SLURM/JobSubmission

From UMIACS
Revision as of 01:40, 11 July 2016 by Tgray26 (talk | contribs) (Created page with "=Job Submission= SLURM offers a variety of ways to run jobs, it is important that you understand the different options available and how to request the resources required by...")
(diff) ← Older revision | Latest revision (diff) | Newer revision → (diff)
Jump to navigation Jump to search

Job Submission

SLURM offers a variety of ways to run jobs, it is important that you understand the different options available and how to request the resources required by your job in order for it to run successfully.

Batch Jobs

Batch processing is the execution of a series of jobs in a program on a computer without manual intervention (non-interactive). To submit a batch job you will need to create a submission script like the following:

#!/bin/bash

# Lines that begin with #SBATCH specify commands to be used by SLURM for scheduling

#SBATCH --job-name=helloWorld                       # sets the job name
#SBATCH --output helloWorld.out.%j                  # indicates a file to redirect STDOUT to; %j is the jobid 
#SBATCH --error helloWorld.err.%j                   # indicates a file to redirect STDERR to; %j is the jobid
#SBATCH --time=00:05:00                             # how long you think your job will take to complete; format=hh:mm:ss
#SBATCH --qos=default                               # set QOS, this will determine what resources can be requested
#SBATCH --nodes=2                                   # number of nodes to allocate for your job
#SBATCH --mem 1gb                                   # memory required by job; if unit is not specified MB will be assumed

module load Python/2.7.9                            # run any commands necessary to setup your environment

srun -N 1 bash -c "hostname; python --version" &    # use srun to invoke commands within your job; using an '&'
srun -N 1 bash -c "hostname; python --version" &    # will background the process allowing them to run concurrently
wait                                                # wait for any background processes to complete

# once the end of the batch script is reached your job allocation will be revoked

If your script were named batchScript.sh you could submit it by running:

tgray26@shadosub$ sbatch batchScript.sh
Submitted batch job 121

SLURM will return a job number that you can use to check the status of your job with squeue:

tgray26@shadosub$ squeue
             JOBID PARTITION     NAME     USER ST       TIME  NODES NODELIST(REASON)
               121     test2 helloWor  tgray26  R       0:01      2 shado[00-01]

Interactive Jobs

An interactive session can be useful for debugging or developing code that isn't ready to be run as a batch job. To get an interactive shell on a node, use srun to invoke a shell:

tgray26@shadosub:srun --pty --mem 1gb --time=01:00:00 bash
tgray26@shado00:

Please do not leave interactive shells running for long periods of time when you are not working, this blocks resources from being used by everyone else.

salloc

The salloc command can also be used to request resources without requiring a batch script. Running salloc with a list of resources will allocate the resources you requested, create a job, and drop you into a subshell with the environment variables necessary to run commands in the newly created job allocation. Whenever your time is up or you exit the subshell your job allocation will be relinquished.

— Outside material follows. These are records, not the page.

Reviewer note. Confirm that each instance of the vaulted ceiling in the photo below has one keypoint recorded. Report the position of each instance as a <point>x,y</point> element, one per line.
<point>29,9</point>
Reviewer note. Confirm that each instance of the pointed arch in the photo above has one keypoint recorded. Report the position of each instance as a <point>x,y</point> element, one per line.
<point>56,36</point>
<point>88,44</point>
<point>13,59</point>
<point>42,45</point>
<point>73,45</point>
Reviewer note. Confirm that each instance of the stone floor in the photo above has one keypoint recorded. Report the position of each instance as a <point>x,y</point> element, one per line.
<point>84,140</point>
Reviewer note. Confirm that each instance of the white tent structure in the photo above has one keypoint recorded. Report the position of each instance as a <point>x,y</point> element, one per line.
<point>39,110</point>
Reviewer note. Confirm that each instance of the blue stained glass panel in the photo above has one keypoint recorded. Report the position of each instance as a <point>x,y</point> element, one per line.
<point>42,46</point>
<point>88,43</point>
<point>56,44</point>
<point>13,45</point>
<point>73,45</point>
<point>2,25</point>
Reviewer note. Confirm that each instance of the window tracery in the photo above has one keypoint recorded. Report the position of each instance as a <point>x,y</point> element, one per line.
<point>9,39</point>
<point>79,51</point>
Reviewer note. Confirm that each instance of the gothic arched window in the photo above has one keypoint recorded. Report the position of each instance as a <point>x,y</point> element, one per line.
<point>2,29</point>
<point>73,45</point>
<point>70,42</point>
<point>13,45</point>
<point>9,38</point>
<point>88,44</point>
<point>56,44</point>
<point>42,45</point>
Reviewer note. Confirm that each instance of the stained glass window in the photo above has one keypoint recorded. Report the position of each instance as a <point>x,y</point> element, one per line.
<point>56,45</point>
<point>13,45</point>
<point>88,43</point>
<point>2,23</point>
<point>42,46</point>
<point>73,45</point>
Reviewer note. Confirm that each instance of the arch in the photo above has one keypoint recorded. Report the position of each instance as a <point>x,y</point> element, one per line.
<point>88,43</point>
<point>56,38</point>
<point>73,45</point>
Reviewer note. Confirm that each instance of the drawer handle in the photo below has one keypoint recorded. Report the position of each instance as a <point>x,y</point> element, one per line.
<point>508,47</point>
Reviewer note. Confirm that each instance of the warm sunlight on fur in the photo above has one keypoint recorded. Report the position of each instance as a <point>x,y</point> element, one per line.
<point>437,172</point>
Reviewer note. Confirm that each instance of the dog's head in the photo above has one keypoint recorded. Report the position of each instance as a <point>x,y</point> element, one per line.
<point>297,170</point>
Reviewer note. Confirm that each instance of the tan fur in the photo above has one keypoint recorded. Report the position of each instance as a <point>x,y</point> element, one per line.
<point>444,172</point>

tgray26@shadosub:salloc -N 1 --mem=2gb --time=01:00:00
salloc: Granted job allocation 159
tgray26@shadosub:srun /usr/bin/hostname
shado00.umiacs.umd.edu
tgray26@shadosub:exit
exit
salloc: Relinquishing job allocation 159

Please note that any commands not invoked with srun will be run locally on the submit node. Please be careful when using salloc.

srun

If you only have one command to run, you can use the srun command on it's own, requesting resources with the correct flags. A job will be allocated with the requested resources, the command specified will be run concurrently on all nodes and then the job will be relinquished. By default all output from the compute nodes will be redirected to srun's stdout and any input given to srun's stdin will be broadcast to all compute nodes allocated, this behavior can be changed with the --output, --error, and --input flags.

tgray26@shadosub:srun -N2 --mem=100mb --time=00:01:00 /usr/bin/hostname
shado00.umiacs.umd.edu
shado01.umiacs.umd.edu